Penurunan curah jantung yang terjadi pada gagal jantung akan
mengaktifkan sistem saraf simpatis. Regulasi sistem saraf simpatis ini diatur oleh
baroreseptor pada arcus aorticus dan sinus carotid, baroreseptor kardiopulmonari,
cardiovascular low-threshold polymodal receptor, dan peripheral
chemoreceptors. Ketika terjadi penurunan curah jantung, aktivitas baroreseptor
yang berada pada arcus aorticus dan sinus carotid berkurang terhadap curah
jantung, sehingga sinyal afferen yang dihantarkan melalui N.XII dan N.X ke
sistem saraf pusat pada pusat kardiovaskular di medulla oblongata berkurang.
Berkurangnya sinyal ini menyebabkan berkurangnya respon parasimpatis,
sehingga terjadi peningkatan respon simpatis seperti peningkatan denyut jantung,
penigkatan kontraktilitas jantung, penurunan kapasitas vena dan vasokonstriksi
pembuluh darah melalui stimulasi reseptor-α. Sinyal effren dari aktivasi respon
simpatis berjalan melalui saraf autonomik atau somatis (Triposkiadis, et al., 2009;
Chatterjee dan Fifer, 2011; Mann, 2012).
Peningkatan denyut jantung dan kontraktilitas oleh stimulasi reseptor β1-
adrenergik akan meningkatkan curah jantung. Vasokonstriksi vena akan
meningkatkan jumlah darah yang kembali ke jantung, sehingga memperbesar
preload dan peningkatan isi sekuncup melalui mekanisme Frank-Starling.
Vasokonstriksi arteri akan meningkatkan tahanan sirkulasi perifer, sehingga
mekanisme ini semua akan membantu menjaga tekanan darah untuk mempertahan
kan perfusi ke organ-oragan vital (Triposkiadis, et al., 2009; Chatterjee dan Fifer,
2011; Mann, 2012).
Selain mekanisme sistem saraf simpatis, sistem RAA juga diaktivasi
kemudian pada gagal jantung.

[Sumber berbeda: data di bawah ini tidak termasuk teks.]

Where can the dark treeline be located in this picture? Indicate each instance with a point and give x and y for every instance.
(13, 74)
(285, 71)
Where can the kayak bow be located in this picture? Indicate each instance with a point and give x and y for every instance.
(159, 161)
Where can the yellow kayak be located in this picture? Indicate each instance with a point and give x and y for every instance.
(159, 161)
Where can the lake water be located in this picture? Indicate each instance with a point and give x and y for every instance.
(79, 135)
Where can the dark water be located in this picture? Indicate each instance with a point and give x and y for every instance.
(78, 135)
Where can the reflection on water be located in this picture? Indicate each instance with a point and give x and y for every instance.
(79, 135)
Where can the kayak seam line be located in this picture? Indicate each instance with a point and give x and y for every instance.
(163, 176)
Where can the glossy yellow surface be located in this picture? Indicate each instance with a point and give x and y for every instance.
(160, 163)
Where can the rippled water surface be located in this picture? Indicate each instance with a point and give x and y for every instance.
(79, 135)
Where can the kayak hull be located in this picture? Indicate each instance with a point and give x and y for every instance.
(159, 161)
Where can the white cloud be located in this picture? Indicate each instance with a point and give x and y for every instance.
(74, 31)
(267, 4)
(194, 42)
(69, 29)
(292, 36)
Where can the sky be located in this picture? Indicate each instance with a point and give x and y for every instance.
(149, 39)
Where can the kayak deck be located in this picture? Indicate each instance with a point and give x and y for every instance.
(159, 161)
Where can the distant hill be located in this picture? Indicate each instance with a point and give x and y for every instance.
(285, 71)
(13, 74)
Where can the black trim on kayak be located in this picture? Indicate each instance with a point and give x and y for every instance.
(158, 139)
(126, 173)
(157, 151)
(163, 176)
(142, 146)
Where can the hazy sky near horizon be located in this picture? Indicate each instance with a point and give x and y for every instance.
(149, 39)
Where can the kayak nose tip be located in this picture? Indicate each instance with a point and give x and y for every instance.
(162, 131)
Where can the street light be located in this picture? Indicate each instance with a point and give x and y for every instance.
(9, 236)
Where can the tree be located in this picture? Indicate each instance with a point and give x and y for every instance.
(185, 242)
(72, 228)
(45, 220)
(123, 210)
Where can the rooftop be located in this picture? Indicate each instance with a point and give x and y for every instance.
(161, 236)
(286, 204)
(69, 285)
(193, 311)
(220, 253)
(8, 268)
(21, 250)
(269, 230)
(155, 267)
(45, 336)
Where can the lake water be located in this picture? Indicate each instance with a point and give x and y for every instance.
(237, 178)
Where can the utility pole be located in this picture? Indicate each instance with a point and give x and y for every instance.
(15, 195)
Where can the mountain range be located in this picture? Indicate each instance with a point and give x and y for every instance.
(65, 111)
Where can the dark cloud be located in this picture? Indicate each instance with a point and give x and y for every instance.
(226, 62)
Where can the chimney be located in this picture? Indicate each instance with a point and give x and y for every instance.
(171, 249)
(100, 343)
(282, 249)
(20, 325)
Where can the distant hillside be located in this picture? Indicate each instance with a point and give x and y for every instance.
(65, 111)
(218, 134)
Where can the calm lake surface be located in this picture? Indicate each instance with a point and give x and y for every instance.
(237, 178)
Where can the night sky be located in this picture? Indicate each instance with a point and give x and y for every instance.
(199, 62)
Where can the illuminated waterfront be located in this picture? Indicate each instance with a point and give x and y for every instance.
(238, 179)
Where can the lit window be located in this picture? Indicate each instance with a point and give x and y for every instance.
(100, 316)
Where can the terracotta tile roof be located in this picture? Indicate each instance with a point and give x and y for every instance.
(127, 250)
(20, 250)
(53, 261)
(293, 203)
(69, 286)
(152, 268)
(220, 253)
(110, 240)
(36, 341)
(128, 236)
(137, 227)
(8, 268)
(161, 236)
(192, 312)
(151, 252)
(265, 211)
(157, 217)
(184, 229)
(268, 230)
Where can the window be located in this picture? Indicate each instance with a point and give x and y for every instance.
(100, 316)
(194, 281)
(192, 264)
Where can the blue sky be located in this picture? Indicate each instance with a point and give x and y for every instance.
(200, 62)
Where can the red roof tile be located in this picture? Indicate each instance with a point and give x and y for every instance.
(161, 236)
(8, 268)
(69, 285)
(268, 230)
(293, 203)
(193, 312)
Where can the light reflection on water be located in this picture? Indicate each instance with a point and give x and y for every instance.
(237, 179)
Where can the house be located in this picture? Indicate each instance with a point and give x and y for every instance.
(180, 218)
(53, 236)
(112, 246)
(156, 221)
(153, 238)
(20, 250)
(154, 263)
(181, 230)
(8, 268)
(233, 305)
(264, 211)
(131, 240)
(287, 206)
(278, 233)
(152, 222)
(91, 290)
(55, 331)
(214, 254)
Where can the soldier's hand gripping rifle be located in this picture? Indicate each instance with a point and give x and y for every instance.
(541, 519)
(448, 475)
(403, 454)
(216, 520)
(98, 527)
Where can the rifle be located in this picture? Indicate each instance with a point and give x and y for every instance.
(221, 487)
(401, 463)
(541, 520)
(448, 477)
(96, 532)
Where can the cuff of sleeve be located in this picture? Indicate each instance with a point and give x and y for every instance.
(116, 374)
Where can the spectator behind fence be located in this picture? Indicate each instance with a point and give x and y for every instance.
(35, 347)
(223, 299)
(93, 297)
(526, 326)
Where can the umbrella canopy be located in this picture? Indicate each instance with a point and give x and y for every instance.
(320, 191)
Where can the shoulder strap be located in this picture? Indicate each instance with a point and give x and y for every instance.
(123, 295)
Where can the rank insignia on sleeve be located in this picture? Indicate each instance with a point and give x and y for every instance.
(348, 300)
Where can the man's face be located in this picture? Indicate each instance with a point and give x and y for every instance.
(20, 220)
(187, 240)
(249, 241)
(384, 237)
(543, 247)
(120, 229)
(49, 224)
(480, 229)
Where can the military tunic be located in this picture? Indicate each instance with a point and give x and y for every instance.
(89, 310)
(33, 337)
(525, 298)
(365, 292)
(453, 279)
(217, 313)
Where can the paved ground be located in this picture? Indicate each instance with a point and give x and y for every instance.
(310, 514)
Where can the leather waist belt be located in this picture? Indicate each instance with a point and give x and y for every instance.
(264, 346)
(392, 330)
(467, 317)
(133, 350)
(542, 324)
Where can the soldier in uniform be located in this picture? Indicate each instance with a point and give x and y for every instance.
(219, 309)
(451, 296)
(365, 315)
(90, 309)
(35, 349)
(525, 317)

Mekasnisme ini teraktivasi oleh karena beberapa
kondisi seperti: (1) hipoperfusi ginjal, (2) berkurangnya filtrasi natrium mencapai
macula densa pada tubulus distal, (3) stimulasi reseptor-β2 jukstaglomerulus
karena aktivasi sistem saraf simpatis. Sehingga akan menyebabkan peningkatan
sekresi renin dari sel jukstaglomerulus (Triposkiadis, et al., 2009; Chatterjee dan
Fifer, 2011; Mann, 2012).

Universitas Sumatera Utara


9

Renin berfungsi untuk memecah angiotensin menjadi angiotensin I (AngI),


yang kemudian akan dipecah lagi oleh angiotensin converting enzyme (ACE)
membentuk angiotensin II. Angiotensin II (AngII) merupakan vasokonstriktor
yang poten, sehingga meningkatkan tahanan sirkulasi perifer untuk
mempertahankan tekanan darah. AngII juga berperan dalam peningkatan tekanan
intravaskular dengan cara merangsang pusat haus di hipotalamus dan merangsang
korteks adrenal untuk meningkatkan sekresi aldosteron (Triposkiadis, et al., 2009;
Chatterjee dan Fifer, 2011; Mann, 2012).
Mekanisme kompensasi neurohormonal ini pada awalnya bermanfaat,
tetapi aktivasi jangka panjang mempunyai efek yang merusak terhadap struktur
dan kondisi jantung, sehingga memperburuk gagal jantung itu sendiri
(Triposkiadis, et al., 2009; Chatterjee dan Fifer, 2011; Mann, 2012).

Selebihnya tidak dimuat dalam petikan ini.